Updated

Two Tibetan monks in their early 20s set themselves on fire in protest against Chinese rule near dozens of pilgrims who had gathered for prayers to mark the end of the Tibetan New Year festival, a Tibet rights group said. Both died.

One of the monks, Tsesung Kyab, self-immolated Monday outside a temple in Luqu county in northwestern Gansu province while the other, Phagmo Dundrup, set himself ablaze Sunday at a monastery in neighboring Qinghai province, the Washington, D.C.-based, International Campaign for Tibet reported.

The ICT said large numbers of religious pilgrims had gathered at both monasteries for prayer ceremonies to commemorate the end of the Tibetan new year festival, Losar. The group says it received images of the self-immolation in Luqu, in which pilgrims watched as Tsesung Kyab was ablaze.

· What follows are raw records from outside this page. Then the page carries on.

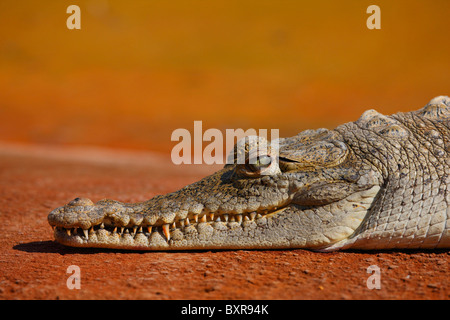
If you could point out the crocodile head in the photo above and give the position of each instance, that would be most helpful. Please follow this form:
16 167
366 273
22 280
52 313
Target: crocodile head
312 193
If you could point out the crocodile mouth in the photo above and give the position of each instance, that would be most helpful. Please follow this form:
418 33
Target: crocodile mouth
107 233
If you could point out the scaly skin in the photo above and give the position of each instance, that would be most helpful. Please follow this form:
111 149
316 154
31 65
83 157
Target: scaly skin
381 182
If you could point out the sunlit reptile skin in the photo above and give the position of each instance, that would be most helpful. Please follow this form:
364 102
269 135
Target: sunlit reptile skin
380 182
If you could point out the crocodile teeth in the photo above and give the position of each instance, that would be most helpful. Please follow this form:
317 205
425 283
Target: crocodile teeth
166 231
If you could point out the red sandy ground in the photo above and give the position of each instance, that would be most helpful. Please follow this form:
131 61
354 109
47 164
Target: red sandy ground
33 181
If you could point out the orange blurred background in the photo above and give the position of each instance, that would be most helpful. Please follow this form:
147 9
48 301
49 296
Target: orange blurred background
137 70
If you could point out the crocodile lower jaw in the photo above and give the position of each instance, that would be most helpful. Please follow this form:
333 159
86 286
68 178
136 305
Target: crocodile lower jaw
108 235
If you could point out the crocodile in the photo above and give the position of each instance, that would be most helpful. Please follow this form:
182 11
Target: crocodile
381 182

The latest self-immolations bring the total since 2009 to 106. Last week, two Tibetan teenagers set themselves on fire in a double self-immolation in Aba prefecture of Sichuan province, Tibet rights advocacy groups said. Seventeen-year-old Richen and his childhood friend Sonam Dargye, 18, were among the youngest to have died after staging the fiery protests.

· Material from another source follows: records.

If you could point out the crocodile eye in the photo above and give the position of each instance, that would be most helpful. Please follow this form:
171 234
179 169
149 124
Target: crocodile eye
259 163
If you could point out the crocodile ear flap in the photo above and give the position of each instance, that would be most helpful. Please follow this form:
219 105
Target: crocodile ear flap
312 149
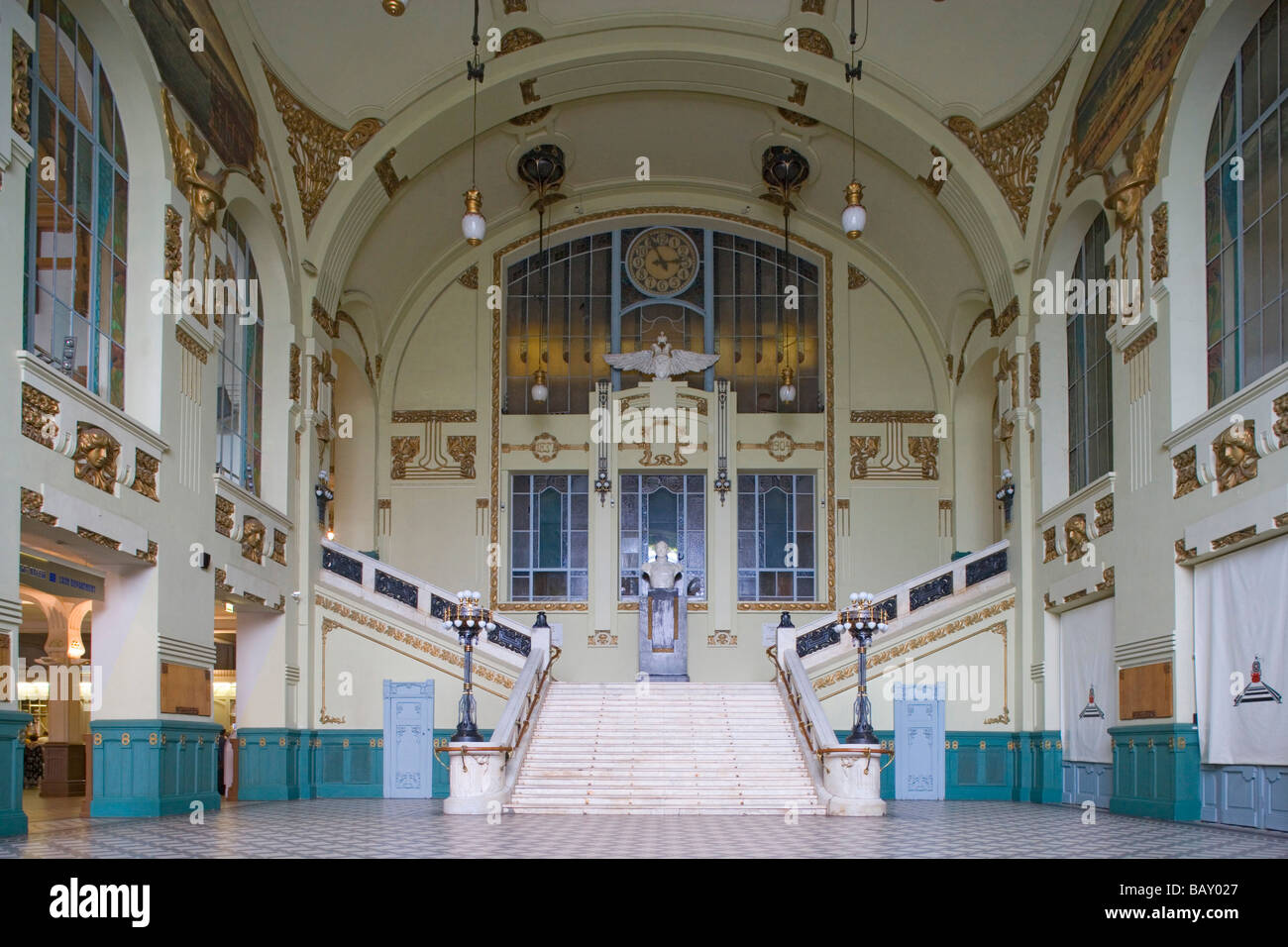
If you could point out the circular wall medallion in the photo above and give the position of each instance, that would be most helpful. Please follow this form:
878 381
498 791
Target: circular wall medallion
662 262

The protests have come despite an intensified crackdown in Tibetan areas by Chinese authorities hoping to stop the self-immolations. Authorities have detained and jailed Tibetans they accuse of helping others self-immolate, an act that Beijing now considers a crime.

A woman who answered the phone at the Communist Party's propaganda department in Gannan prefecture, which oversees Luqu county, said she was unaware of the reported self-immolation while county officials could not be reached. Authorities in Qinghai's Haidong prefecture, where the second protest took place, either could not be reached or said they had no information on the case.